The first 15 rooms cost £180 (the equivalent of one standard TV licence). Each additional room beyond 15 costs £7.50/year. So a 20-room hotel pays £180 + (5 x £7.50) = £217.50. A 50-room hotel pays £180 + (35 x £7.50) = £442.50. The per-room rate is unchanged from 2025-26 and is reviewed at less frequent intervals than the standard fee.
Does HARC apply to a small B&B?
Yes, if the B&B operates commercially with TVs in guest rooms. Even a 3- or 4-room B&B falls under HARC because it is hospitality accommodation. The minimum HARC fee is £180 (the same as a standard residential licence), so a small B&B does not pay less than a standard residential property, but the scheme classification is different and the licence is held in the business name.
Does HARC cover communal areas?
Yes. The HARC licence covers TVs in guest rooms, in communal areas (lounges, bars, restaurants, breakfast rooms, gym, swimming pool area), and in staff-only areas (back-of-house, staff break rooms). One HARC licence covers all TVs at the property regardless of location, as long as the room-count basis is accurately reported.
How do I apply for HARC?
Contact TV Licensing's business team on 0300 555 0286 (ask for the HARC team) or apply through the business section of tvlicensing.co.uk. You will need to provide: business details, property address, the number of guest rooms with TVs, the number of communal-area TVs (informational, not used for fee calculation), and your business contact information. Application is processed within 2 to 3 weeks.
What about hostels with shared TV rooms but no in-room TVs?
If the hostel has TVs only in communal areas (a TV lounge, for example) and no TVs in private dorm rooms, the standard non-residential licence rules may apply rather than HARC. Contact TV Licensing for clarification. The cost is usually the standard £180 for the property if it is a single commercial unit.
What about pubs with letting rooms?
Pubs with letting rooms (the classic country pub with rooms above) typically need both a HARC licence for the letting rooms and a separate Business TV Licence for the pub itself (covering TVs in the public bar, restaurant, and other commercial areas).

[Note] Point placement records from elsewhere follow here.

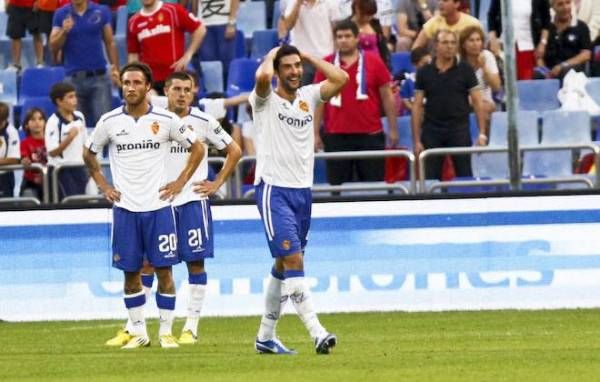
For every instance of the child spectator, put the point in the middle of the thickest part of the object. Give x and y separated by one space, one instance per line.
9 152
65 136
33 150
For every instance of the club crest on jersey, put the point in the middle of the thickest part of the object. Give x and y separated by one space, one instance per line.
155 127
303 106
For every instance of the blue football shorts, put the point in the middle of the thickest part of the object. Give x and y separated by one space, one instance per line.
285 213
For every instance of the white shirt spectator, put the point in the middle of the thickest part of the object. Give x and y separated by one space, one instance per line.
57 128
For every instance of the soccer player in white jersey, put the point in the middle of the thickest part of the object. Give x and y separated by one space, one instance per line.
284 174
139 138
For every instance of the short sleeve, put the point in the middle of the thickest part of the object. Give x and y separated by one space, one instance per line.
133 45
490 62
187 20
179 133
98 139
217 135
58 18
51 135
14 146
257 102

Some pubs combine the two into a single HARC application; TV Licensing will advise on the optimal structure.
How is HARC different from the ARC scheme?
ARC (Accommodation for Residential Care) is for residential care settings (care homes, sheltered housing) where residents live as their home. HARC is for hospitality accommodation (hotels, B&Bs) where guests stay short-term. The per-room fees differ slightly (ARC is £7.50/room flat; HARC is £180 + £7.50/room beyond 15). The application process and administration differ. See our care home (ARC) guide for the residential-care details.